Baked pasta with mozzarella is a first course perfect for festive days but also delicious every day. Easy to prepare, it can be made in advance and reheated, becoming even tastier thanks to the crust that forms on the surface.
Start by preparing the béchamel sauce if you haven't already. Melt 30 g of butter with 30 g of flour in a small saucepan until they are toasted and light brown. Gradually add 300 ml of milk while whisking by hand to avoid lumps. Cook for about 5 minutes.
Cut the mozzarella into cubes.
Bring a pot of lightly salted water to the boil and, when it boils, cook the pasta.
Drain the pasta while it is still slightly al dente and put it in a large bowl.
Add the béchamel, half of the grated Parmigiano Reggiano and the mozzarella cubes to the pasta.
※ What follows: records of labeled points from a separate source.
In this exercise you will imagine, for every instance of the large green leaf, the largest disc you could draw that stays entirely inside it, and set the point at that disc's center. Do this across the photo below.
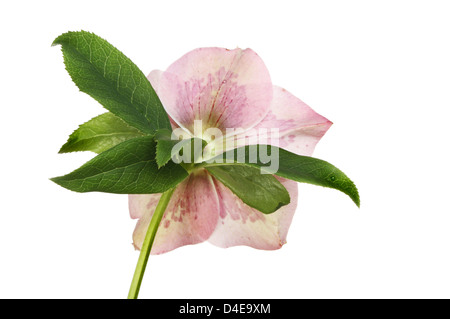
(168, 148)
(260, 191)
(106, 74)
(127, 168)
(100, 134)
(299, 168)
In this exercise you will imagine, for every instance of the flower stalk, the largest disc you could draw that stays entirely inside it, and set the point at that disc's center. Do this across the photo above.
(147, 244)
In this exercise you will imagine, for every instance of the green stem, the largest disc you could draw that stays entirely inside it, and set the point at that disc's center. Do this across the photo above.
(148, 242)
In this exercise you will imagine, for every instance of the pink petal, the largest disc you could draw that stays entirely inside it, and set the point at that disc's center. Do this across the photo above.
(223, 88)
(154, 78)
(240, 224)
(300, 127)
(190, 217)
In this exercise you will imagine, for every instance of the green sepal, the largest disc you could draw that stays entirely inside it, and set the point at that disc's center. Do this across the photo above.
(260, 191)
(168, 148)
(299, 168)
(100, 134)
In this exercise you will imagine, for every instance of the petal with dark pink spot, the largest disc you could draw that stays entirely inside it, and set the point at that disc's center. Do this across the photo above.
(223, 88)
(240, 224)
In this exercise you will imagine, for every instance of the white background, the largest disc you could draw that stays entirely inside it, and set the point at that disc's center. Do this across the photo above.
(380, 70)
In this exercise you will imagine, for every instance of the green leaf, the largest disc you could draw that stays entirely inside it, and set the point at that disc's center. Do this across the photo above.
(127, 168)
(99, 134)
(168, 148)
(260, 191)
(106, 74)
(299, 168)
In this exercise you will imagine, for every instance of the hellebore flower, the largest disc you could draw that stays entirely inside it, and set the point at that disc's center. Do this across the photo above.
(225, 89)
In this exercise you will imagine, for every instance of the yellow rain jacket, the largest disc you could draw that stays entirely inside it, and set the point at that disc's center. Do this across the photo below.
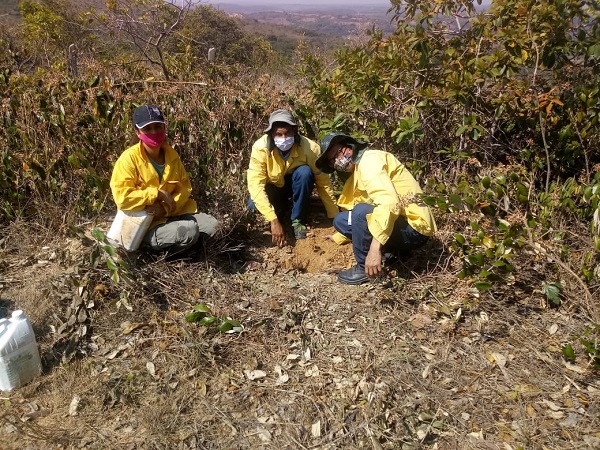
(381, 180)
(134, 182)
(267, 166)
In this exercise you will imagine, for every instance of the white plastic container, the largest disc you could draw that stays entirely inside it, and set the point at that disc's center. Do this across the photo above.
(129, 228)
(19, 355)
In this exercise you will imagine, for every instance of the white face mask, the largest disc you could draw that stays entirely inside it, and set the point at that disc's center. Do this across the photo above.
(284, 144)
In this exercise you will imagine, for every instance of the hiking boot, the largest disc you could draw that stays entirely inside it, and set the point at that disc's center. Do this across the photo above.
(299, 229)
(354, 275)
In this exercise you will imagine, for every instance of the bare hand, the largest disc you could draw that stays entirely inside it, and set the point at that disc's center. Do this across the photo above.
(167, 199)
(156, 210)
(277, 233)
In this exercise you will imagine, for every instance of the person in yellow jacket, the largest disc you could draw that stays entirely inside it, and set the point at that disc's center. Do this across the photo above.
(282, 167)
(150, 176)
(380, 211)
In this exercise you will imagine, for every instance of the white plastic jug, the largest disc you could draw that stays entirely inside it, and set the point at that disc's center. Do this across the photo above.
(129, 228)
(19, 356)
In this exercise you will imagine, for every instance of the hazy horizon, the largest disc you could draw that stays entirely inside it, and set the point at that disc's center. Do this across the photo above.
(279, 4)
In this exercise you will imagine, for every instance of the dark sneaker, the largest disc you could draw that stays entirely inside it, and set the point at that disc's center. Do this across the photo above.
(354, 275)
(299, 229)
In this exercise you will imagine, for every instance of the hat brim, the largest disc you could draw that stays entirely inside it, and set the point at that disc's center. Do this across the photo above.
(145, 124)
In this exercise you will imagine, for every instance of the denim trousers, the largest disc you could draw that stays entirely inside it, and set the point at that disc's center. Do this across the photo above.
(353, 225)
(298, 187)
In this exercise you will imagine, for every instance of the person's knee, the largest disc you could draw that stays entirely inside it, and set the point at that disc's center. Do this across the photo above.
(360, 212)
(340, 221)
(206, 224)
(187, 233)
(302, 173)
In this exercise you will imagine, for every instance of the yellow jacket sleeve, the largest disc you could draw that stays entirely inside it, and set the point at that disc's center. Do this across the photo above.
(257, 179)
(135, 184)
(127, 192)
(323, 182)
(375, 179)
(177, 183)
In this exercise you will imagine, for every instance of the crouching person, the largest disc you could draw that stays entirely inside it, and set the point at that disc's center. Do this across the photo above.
(150, 176)
(380, 214)
(282, 171)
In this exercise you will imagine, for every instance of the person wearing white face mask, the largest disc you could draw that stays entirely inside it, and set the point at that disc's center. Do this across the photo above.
(282, 168)
(379, 209)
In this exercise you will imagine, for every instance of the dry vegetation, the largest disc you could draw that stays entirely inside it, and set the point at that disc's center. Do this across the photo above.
(414, 360)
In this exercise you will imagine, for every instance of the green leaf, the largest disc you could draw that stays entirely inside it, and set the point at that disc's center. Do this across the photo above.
(207, 320)
(195, 316)
(229, 325)
(483, 285)
(201, 307)
(476, 259)
(98, 234)
(552, 292)
(111, 264)
(568, 352)
(459, 238)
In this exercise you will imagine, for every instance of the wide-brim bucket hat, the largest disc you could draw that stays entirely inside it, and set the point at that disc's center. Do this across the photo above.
(280, 115)
(329, 140)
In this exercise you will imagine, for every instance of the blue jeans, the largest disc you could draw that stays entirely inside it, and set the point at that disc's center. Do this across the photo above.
(403, 239)
(297, 186)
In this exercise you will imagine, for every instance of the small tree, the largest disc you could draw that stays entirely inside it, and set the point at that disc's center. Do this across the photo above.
(147, 25)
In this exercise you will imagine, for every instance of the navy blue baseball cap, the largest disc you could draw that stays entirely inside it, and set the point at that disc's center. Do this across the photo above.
(147, 114)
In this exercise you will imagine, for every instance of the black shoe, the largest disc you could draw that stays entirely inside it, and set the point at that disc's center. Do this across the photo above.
(299, 229)
(354, 275)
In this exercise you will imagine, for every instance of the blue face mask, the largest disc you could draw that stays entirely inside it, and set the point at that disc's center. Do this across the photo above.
(284, 144)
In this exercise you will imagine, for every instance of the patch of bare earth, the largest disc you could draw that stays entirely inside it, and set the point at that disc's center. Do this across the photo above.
(417, 359)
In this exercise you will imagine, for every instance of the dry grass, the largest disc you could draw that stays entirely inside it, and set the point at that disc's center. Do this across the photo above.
(416, 361)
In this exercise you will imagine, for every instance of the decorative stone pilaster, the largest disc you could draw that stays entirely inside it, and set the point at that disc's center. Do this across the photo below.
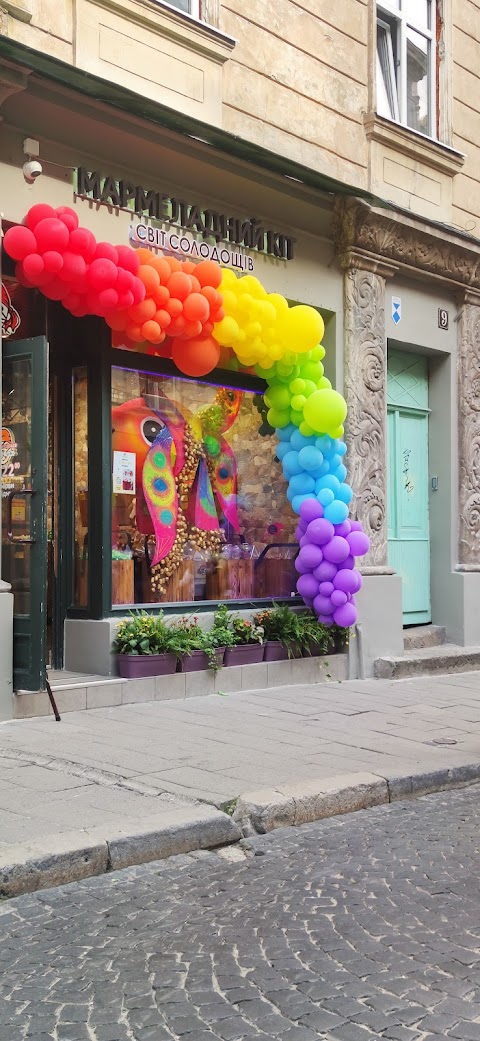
(469, 432)
(365, 392)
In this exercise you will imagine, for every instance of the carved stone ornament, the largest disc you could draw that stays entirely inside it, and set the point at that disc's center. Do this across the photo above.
(419, 248)
(469, 434)
(364, 389)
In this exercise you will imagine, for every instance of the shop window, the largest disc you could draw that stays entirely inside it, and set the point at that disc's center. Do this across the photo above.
(80, 486)
(199, 500)
(406, 62)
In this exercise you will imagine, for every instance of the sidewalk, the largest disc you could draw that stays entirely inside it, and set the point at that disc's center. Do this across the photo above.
(116, 772)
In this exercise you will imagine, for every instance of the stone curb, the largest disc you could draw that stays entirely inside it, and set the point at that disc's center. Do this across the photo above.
(288, 806)
(73, 856)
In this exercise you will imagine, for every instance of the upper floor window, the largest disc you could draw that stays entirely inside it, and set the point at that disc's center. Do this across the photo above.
(188, 6)
(406, 62)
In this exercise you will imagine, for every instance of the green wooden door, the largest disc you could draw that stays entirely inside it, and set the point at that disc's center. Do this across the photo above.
(407, 482)
(24, 503)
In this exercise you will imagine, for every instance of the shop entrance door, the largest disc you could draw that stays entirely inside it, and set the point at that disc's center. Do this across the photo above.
(24, 503)
(407, 482)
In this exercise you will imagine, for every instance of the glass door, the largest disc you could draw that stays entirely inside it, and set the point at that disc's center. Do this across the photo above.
(24, 503)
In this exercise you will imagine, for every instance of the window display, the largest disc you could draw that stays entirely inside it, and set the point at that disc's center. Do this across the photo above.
(199, 508)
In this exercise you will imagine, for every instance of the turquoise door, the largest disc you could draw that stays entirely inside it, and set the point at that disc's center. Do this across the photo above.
(407, 482)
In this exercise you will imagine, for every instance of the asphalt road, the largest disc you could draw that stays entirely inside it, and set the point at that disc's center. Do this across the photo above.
(355, 928)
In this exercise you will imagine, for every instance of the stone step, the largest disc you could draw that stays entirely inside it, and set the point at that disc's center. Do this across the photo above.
(424, 636)
(427, 661)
Mix well.
Transfer everything to a baking dish and spread it evenly.
Sprinkle the surface with the remaining grated Parmigiano Reggiano.
Bake in a preheated convection oven at 180/200°C for about 25-30 minutes.
Remove from the oven and serve hot.
Baked pasta with mozzarella keeps for two or three days in the fridge. You can also freeze it.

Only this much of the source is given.